Soundtrack album by B. Ajaneesh Loknath
- Released: 26 November 2016
- Recorded: 2016
- Genre: Feature film soundtrack
- Length: 22:14
- Language: Kannada
- Label: Paramvah Music Divo
- Producer: B. Ajaneesh Loknath

B. Ajaneesh Loknath chronology
| Mummy: Save Me (2016) | Kirik Party (2016) | Sipaayi (2016) |

= Kirik Party (soundtrack) =

Kirik Party is the soundtrack album composed by B. Ajaneesh Loknath, for the 2016 Kannada film of the same name. The film has ten tracks, out of which only six were included in the soundtrack album which initially released on 26 November 2016. The makers later released the remaining tracks as an extended album on 24 December 2016. The soundtrack had lyrics written by Rakshit Shetty, Dhananjay Ranjan, Kiran Kaverappa and Veeresh Shivamurthy. Deciding to not tie up with any music label, the producers released the album online under their own banner Paramvah Music, a subsidiary of Paramvah Studios and the digital partner Divo. The tracks received viral response from audiences.

== Reception ==
On 4 November 2016, the video for the track "Belageddu", sung by Vijay Prakash, was released, and became chartbuster song for almost one year and also until date. "Belageddu" went on to become the most viewed Kannada song, achieving more than 94 million views on YouTube, until its record was beaten by "Karabuu" (from Pogaru). It crossed 100 million views in December 2020, thus becoming the second Kannada song to get 100 million views.

==Track listing==

| No. | Title | Lyrics | Artist(s) | Length |
|---|---|---|---|---|
| 1. | "Katheyonda Helide" | Rakshit Shetty | Varun Ramachandra | 3:53 |
| 2. | "Thirboki Jeevana" | Rakshit Shetty | B. Ajaneesh Loknath | 3:15 |
| 3. | "Hey Who Are You" | Dhananjay Ranjan | Indu Nagaraj, Bharath B. J. | 4:54 |
| 4. | "Neenire Saniha" | Kiran Kaverappa | Shreya Ghoshal | 3:38 |
| 5. | "Last Benchina Party" | Veeresh Shivamurthy | Chintan Vikas, Varun Ramachandra, Chandan Achar, B. Ajaneesh Loknath | 2:57 |
| 6. | "Belageddu" | Dhananjay Ranjan | Vijay Prakash, Shruthi Prashanth | 3:37 |
| Total length: |  |  |  | 22:14 |

==Extended soundtrack==

Though the movie had a few additional tracks, they were not released as a part of the official soundtrack initially. Post the release of the movie, many fans requested the team to release other songs as well.

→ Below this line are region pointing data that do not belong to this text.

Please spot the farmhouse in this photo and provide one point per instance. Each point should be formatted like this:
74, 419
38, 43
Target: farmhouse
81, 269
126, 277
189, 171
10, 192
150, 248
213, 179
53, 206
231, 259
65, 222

| No. | Title | Lyrics | Artist(s) | Length |
|---|---|---|---|---|
| 1. | "Thoogu Manchadalli Koothu" | H. S. Venkateshamurthy | Sangeetha Ravindranath | 2:19 |
| 2. | "Neecha Sullu Sutto Naalige" | Dhananjay Ranjan | Vasishta N. Simha | 3:31 |
| 3. | "Kaagadada Doniyalli" | Jayanth Kaikini | Vasuki Vaibhav | 5:08 |
| 4. | "Katheyoda Helide (Farewell Version)" | Rakshit Shetty | B. Ajaneesh Loknath | 5:26 |
| Total length: |  |  |  | 13:07 |

==Controversy==
The track "Hey Who Are You", which had the music allegedly similar to the track, "Madhyarathrili" of the 1991 Kannada film Shanti Kranti, had to be deleted from the film, after Lahari Music had the release of the film stayed after it approached the court accusing the makers of violation of copyrights that it held. Eventually court gave permissions to feature the song in the movie as it was stated to be inspired but not allegedly made to be similar. The matter has been amicably resolved after the producer Vijay Kirgandur got the trio Lahari Velu, director of Lahari Music, Rakshith Shetty and Ajaneesh Lokanath to share their perspectives.